Tuesday 1 October 2013

The Daily Mail - fount of all knowledge


It’s been a while since my last post.  It’s not that nothing’s been happening.  It’s more a case of slacking on my part.

Back in early May, Melanie Phillips dropped a rock into the fatherhood pond when she wrote about her own father’s failings, and how these showed her the toxic legacy of inadequate parents.   “By the late Eighties (there was) mounting evidence that family disintegration and the subsequent creation of step-families or households with no father figure at all did incalculable damage to children.”  She described how fathers were vital to the emotional health of children, adding that “Fatherless families were also at least partly responsible for a national breakdown in authority and rising levels of crime.”  She quoted research in the early nineties that concluded that “children in fractured families tend to suffer more ill-health, do less well at school, are more likely to be unemployed, more prone to criminal behaviour and to repeat as adults the same cycle of unstable parenting.”

Those of us who have worked with such families won’t find much to disagree with here, but Ms Phillips found her views being attacked by her fellow Left wingers - she was a Guardian journalist at the time so it’s no surprise that she moved to the Daily Mail.   At this point I should say that I’m no particular fan of Mr Dacre’s newspaper, and that I don’t always agree with some of Ms Phillips’ more robust views.  But I think this article of hers expresses some uncomfortable truths and deserves a wider audience.
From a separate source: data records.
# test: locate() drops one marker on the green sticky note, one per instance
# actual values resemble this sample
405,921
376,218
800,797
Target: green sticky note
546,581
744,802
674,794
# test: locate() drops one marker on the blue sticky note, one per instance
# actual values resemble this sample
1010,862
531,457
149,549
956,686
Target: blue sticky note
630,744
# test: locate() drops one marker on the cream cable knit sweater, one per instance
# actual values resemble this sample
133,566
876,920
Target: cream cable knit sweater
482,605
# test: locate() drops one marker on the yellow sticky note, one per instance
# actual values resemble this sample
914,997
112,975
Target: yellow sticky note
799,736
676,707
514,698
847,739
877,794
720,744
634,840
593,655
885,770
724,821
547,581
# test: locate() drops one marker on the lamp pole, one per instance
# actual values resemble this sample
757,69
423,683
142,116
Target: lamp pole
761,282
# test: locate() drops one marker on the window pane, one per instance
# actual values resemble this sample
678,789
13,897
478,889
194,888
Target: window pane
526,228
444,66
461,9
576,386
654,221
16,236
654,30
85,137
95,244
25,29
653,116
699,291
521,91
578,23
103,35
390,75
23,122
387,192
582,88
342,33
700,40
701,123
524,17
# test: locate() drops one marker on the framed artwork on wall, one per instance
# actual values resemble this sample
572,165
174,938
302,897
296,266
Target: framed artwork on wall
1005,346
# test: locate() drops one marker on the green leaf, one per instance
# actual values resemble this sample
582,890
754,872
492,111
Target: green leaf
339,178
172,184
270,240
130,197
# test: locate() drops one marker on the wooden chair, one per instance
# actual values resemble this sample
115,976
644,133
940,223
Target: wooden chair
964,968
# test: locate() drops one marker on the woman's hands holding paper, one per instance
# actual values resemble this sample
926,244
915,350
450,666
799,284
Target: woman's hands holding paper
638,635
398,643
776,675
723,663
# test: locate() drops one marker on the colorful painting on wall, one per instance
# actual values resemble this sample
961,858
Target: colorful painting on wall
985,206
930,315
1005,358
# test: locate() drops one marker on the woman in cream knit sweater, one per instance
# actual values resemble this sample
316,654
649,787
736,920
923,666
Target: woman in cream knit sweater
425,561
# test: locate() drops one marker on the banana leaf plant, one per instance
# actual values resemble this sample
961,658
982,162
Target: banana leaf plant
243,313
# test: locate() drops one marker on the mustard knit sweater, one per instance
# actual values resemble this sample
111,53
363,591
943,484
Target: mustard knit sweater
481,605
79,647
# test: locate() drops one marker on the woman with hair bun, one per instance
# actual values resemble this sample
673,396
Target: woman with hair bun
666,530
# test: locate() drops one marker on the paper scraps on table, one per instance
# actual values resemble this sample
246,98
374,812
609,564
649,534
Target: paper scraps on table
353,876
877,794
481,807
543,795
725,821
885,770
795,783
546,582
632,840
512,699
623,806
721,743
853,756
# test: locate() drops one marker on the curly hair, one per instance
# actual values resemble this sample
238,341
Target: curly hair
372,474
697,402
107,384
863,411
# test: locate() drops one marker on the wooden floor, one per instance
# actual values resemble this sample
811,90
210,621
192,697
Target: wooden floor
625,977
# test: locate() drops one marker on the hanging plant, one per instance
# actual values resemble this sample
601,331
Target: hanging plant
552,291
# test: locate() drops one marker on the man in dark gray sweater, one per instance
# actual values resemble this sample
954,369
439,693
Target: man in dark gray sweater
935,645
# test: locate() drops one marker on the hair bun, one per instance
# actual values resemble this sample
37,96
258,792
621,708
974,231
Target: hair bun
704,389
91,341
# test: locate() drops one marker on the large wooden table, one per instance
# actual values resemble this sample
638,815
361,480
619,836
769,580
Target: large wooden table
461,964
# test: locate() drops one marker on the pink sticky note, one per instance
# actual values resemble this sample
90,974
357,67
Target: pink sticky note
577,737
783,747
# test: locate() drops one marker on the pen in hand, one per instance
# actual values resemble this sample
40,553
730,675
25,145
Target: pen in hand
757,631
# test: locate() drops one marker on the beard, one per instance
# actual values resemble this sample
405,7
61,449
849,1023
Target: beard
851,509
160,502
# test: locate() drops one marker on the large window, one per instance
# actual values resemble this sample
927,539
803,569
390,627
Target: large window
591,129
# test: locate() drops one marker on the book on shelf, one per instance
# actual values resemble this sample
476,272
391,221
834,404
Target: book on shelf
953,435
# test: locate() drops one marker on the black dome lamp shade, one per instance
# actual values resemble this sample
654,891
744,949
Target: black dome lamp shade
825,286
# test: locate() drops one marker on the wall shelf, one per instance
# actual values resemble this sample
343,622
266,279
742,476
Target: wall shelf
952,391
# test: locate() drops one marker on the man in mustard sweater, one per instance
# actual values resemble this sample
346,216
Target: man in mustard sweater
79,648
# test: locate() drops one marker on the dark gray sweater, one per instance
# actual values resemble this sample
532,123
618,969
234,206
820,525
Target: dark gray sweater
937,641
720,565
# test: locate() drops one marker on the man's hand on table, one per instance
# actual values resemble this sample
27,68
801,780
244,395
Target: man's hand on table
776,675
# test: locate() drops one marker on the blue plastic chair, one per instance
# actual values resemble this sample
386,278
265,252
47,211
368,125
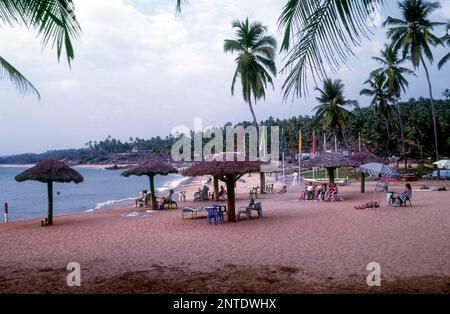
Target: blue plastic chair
213,213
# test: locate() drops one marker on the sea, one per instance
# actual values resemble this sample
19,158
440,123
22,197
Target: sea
101,189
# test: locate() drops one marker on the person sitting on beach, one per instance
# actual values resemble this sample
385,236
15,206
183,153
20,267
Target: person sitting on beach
320,195
308,193
141,197
204,192
398,199
283,190
331,194
371,204
169,198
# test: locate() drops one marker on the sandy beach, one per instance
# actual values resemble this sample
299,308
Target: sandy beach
296,247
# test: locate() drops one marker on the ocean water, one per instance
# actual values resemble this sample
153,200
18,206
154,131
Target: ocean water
101,189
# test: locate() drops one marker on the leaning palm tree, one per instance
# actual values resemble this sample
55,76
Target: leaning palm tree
319,36
331,109
414,36
395,82
54,21
446,41
255,63
380,100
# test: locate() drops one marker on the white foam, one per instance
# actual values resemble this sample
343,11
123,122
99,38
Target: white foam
172,184
109,203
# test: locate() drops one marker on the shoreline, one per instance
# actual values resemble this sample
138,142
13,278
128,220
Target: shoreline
296,247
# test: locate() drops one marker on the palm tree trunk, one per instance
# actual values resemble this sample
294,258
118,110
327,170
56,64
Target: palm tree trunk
345,139
255,122
231,199
433,109
388,134
50,202
152,191
402,134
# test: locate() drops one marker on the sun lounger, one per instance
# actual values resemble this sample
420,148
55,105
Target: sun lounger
146,201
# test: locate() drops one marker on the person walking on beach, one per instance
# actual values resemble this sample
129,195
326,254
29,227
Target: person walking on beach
141,198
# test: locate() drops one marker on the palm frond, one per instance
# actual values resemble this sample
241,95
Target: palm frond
53,20
20,82
319,36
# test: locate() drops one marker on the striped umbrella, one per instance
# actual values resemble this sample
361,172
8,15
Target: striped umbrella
377,169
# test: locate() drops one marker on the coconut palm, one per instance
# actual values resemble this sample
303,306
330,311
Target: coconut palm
413,35
380,99
395,82
255,63
445,40
54,21
319,36
331,109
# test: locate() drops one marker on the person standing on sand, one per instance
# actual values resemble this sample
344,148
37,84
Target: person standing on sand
295,178
141,198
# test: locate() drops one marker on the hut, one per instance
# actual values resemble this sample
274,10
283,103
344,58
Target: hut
151,168
228,172
49,171
330,162
363,158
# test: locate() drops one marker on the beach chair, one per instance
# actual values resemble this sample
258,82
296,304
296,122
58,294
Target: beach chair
146,201
182,196
253,193
215,214
405,200
382,187
197,196
247,211
169,201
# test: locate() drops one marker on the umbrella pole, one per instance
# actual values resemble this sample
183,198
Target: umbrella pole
363,182
50,202
216,189
231,199
152,191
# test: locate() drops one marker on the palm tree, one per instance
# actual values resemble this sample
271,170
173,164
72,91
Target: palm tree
331,109
445,40
255,63
413,35
380,99
54,21
319,35
395,81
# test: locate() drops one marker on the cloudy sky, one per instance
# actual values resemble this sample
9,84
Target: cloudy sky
140,71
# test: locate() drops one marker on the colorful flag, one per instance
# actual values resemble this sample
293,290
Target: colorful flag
314,144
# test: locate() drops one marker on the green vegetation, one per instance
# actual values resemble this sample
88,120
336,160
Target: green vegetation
54,21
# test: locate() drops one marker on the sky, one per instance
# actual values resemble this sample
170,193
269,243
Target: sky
140,70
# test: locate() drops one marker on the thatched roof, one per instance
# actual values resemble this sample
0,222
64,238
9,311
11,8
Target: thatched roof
50,170
331,161
150,168
366,157
222,168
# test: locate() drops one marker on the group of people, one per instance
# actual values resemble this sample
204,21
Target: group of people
327,193
397,199
203,194
144,199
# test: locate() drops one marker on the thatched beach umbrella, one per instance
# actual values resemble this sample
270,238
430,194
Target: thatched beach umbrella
49,171
362,158
151,168
331,162
226,171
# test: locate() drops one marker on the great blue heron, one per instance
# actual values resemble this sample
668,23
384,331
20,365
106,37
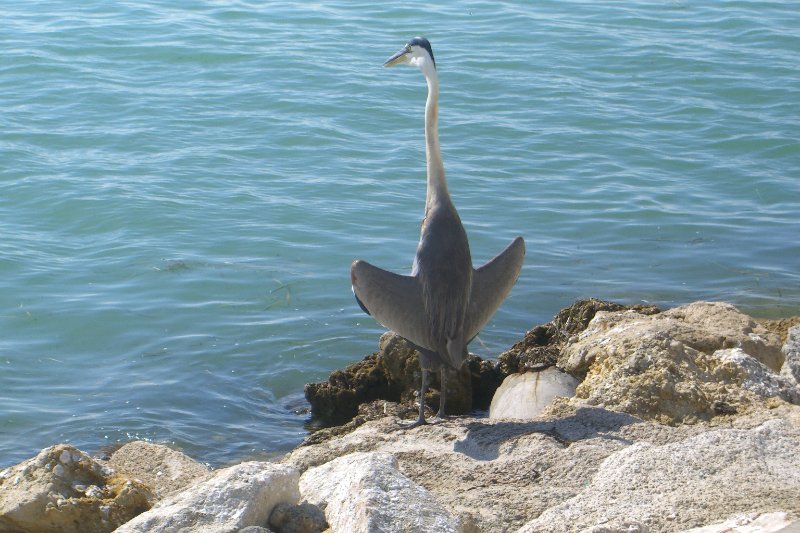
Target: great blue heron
443,304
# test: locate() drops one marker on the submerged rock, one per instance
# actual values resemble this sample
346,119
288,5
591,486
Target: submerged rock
525,396
164,470
63,490
582,468
393,374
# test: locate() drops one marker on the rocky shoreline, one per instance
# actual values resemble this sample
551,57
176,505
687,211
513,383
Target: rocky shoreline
681,420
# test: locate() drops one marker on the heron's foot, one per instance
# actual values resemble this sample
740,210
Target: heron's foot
420,421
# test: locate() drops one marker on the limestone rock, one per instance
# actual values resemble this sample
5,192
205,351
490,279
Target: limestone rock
752,523
757,469
392,374
524,396
791,354
581,465
303,518
672,367
233,498
366,492
542,345
64,490
163,469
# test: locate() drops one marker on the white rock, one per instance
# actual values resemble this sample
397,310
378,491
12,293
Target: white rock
524,396
719,469
757,377
791,354
234,498
751,523
366,492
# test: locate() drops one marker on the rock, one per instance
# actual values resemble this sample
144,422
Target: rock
64,490
791,354
672,367
303,518
524,396
751,523
392,374
163,469
367,492
587,468
233,498
541,345
723,470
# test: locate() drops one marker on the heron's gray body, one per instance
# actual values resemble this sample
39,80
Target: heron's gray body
445,302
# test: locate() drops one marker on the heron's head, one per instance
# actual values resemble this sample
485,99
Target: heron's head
417,52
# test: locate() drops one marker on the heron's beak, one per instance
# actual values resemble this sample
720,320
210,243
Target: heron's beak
398,58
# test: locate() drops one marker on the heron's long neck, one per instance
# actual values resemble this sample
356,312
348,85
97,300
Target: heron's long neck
437,185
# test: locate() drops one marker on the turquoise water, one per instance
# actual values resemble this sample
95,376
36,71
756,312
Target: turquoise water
184,185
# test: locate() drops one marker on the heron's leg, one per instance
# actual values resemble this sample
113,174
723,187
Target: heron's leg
421,418
443,375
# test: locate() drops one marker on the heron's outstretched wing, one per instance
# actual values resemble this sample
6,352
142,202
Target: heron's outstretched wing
393,300
491,283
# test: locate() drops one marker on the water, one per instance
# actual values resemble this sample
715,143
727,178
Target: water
183,186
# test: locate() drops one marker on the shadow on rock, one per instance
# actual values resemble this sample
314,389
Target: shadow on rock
484,439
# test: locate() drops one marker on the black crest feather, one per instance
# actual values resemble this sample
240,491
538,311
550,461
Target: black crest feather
424,43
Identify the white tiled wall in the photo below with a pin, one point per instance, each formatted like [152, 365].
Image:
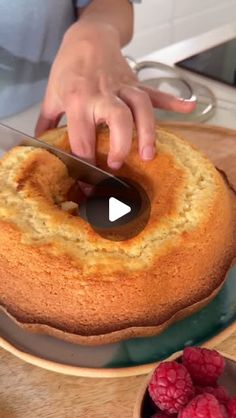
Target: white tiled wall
[161, 22]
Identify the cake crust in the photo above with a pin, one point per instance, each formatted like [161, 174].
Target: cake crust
[58, 276]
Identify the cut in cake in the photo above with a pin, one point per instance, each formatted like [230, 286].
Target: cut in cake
[59, 277]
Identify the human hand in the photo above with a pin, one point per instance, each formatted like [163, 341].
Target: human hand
[91, 82]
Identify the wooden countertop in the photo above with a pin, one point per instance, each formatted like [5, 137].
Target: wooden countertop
[30, 392]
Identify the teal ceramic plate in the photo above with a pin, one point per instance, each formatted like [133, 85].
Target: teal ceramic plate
[131, 357]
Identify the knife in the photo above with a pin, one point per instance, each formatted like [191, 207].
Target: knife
[77, 167]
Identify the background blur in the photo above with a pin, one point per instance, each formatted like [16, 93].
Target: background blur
[159, 23]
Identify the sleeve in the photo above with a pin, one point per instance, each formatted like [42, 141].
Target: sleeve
[84, 3]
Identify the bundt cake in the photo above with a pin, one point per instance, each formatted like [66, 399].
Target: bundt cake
[58, 276]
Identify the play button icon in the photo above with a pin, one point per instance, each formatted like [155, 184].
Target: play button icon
[117, 209]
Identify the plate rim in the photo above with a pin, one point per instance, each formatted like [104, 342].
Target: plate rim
[79, 371]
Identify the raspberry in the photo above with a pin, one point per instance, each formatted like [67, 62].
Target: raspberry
[171, 387]
[203, 406]
[205, 366]
[219, 392]
[224, 411]
[231, 407]
[163, 415]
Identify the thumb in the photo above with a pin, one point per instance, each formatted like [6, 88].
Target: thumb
[169, 102]
[50, 115]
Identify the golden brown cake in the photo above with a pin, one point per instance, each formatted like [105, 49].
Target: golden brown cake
[58, 276]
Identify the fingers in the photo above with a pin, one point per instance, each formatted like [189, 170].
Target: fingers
[81, 128]
[49, 117]
[169, 102]
[141, 106]
[119, 118]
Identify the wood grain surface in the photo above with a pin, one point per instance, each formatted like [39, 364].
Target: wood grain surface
[27, 391]
[30, 392]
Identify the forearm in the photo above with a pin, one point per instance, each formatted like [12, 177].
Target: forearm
[118, 14]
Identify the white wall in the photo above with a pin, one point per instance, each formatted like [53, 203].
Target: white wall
[161, 22]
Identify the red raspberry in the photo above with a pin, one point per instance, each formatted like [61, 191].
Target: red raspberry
[205, 366]
[163, 415]
[231, 407]
[224, 411]
[203, 406]
[171, 387]
[219, 392]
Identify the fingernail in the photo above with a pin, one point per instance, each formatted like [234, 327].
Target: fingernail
[148, 152]
[115, 165]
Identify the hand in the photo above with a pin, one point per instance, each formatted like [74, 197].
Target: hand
[91, 82]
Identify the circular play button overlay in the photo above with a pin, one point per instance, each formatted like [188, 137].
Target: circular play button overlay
[117, 210]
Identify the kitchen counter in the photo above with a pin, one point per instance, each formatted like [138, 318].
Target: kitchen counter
[30, 392]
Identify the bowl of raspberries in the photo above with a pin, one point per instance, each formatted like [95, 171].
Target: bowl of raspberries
[197, 383]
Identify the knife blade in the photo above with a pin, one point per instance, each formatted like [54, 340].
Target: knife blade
[77, 167]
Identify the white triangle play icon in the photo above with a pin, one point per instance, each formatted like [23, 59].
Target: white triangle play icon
[117, 209]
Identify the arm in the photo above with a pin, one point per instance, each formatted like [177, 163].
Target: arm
[110, 13]
[91, 82]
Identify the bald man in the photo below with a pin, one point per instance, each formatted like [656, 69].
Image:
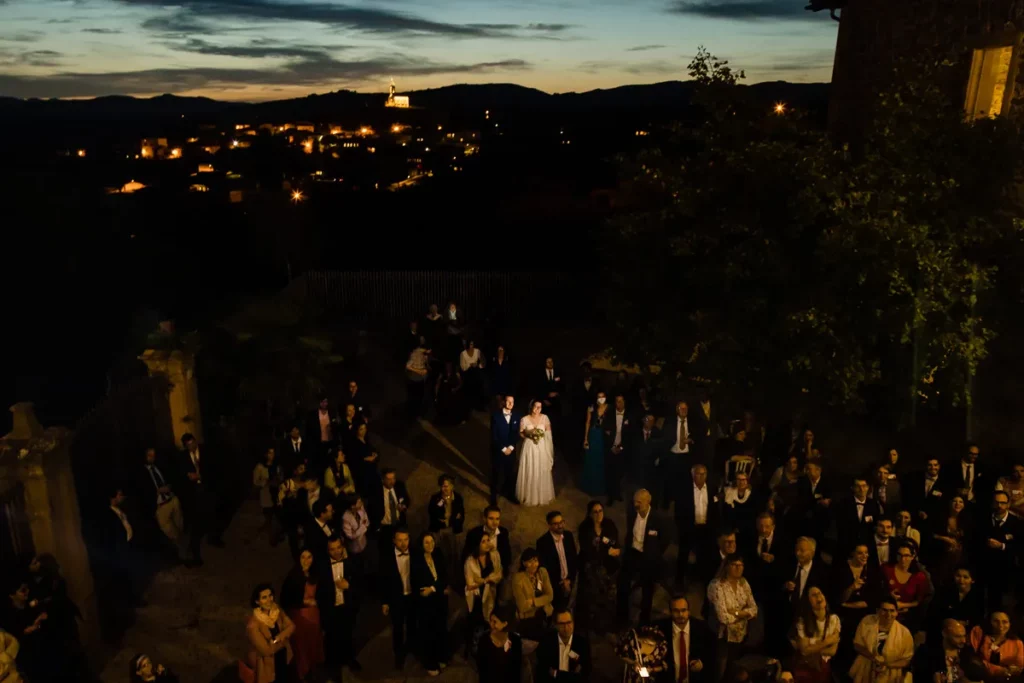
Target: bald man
[644, 544]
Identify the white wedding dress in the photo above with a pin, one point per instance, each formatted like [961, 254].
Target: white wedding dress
[535, 485]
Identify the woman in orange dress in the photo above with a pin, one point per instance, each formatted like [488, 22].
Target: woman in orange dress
[298, 597]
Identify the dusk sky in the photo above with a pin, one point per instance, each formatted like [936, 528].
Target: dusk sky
[270, 49]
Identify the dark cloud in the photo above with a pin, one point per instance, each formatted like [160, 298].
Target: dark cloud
[30, 58]
[742, 10]
[194, 14]
[259, 49]
[321, 72]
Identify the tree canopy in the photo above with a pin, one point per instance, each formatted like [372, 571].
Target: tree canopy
[753, 250]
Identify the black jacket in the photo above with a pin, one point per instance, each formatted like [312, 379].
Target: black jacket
[549, 556]
[701, 645]
[504, 547]
[547, 659]
[435, 511]
[375, 506]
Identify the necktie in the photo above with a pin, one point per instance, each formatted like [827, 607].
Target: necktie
[684, 669]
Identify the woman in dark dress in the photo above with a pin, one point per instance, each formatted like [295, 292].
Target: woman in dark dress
[364, 462]
[430, 583]
[298, 598]
[449, 396]
[141, 670]
[499, 652]
[599, 562]
[856, 589]
[961, 601]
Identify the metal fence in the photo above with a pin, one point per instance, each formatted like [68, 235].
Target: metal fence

It may be no coincidence that the same edition of the Mail carried a story about a young girl from a fractured family who, by the age of 15, had two children.  Her teenage ‘sperm donor’ had no subsequent involvement with his children.  So it goes.  This sort of story is familiar to Mail readers and plays into the ”Broken Britain” narrative which the paper likes to relate.  I would feel more positive about the Mail if it espoused some strategies for addressing the issues which it merely reports in order to wind up its readership.  Its dig at Ed Miliband  today through his father is in example of the Mail’s skill at unpleasant provocation.